Por su parte el presidente del Centro Asturiano de Madrid anunció otro homenaje público de sus paisanos, con carácter regional, que no fue el único, puesto que en febrero de 1935, los periódicos volvieron a recoger la reseña de un acto más "el domingo día 10 a la una de la tarde y en el restaurante Biarritz" a instancias de la llamada Cooperativa de Despojos de Madrid, que quería reconocer así al letrado "sus éxitos en defensa de la clase". Luego, como ocurre con tantas biografías, la pista del hombre que no quiso ser minero se perdió entre las nieblas de la Guerra Civil.

Trasteando por Internet, he encontrado una esquela en la que se anuncia el fallecimiento en Madrid el 25 de diciembre de 1972 de un abogado llamado Benjamín Álvarez Suárez, sin aportar más datos ni el listado de sus familiares o benefactores.

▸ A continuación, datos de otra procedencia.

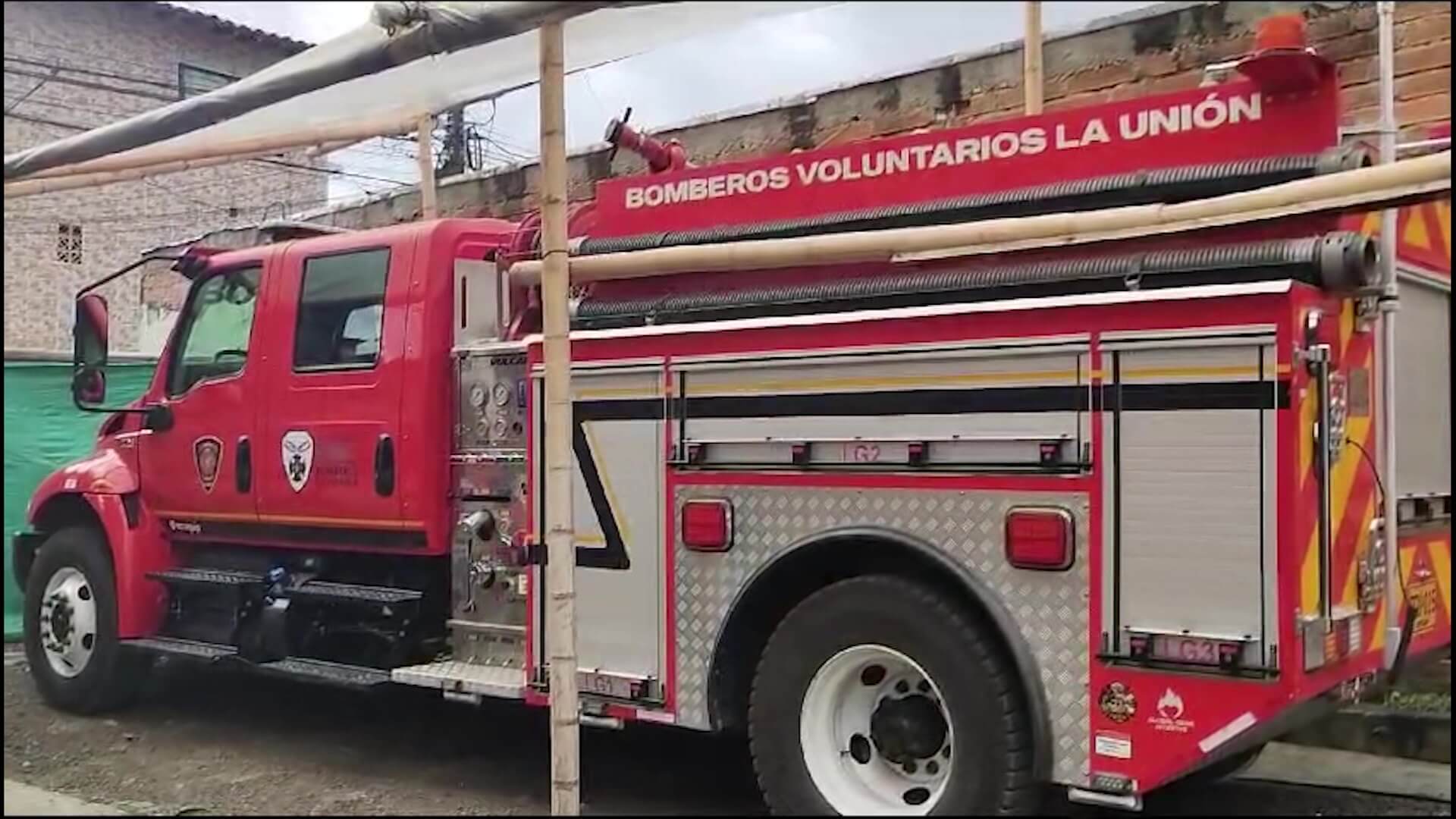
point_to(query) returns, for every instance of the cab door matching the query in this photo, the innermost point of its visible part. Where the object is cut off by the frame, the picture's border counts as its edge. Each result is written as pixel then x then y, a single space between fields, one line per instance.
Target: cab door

Por la fecha de la muerte podría tratarse de nuestro hombre, porque lo único que no pudo cambiar de su origen humilde fueron un nombre y unos apellidos tan comunes, que no podemos asegurarlo.

Si lo confirmásemos, quedaría probado que siguió ejerciendo libremente durante el franquismo, lo que no sería extraño, ya que uno de los protectores de su época de estudiante, Felipe Clemente de Diego, se convirtió en presidente del Tribunal Supremo de Justicia en la posguerra y pudo llamarlo a su lado. Seguro que alguien todavía nos puede sacar de dudas.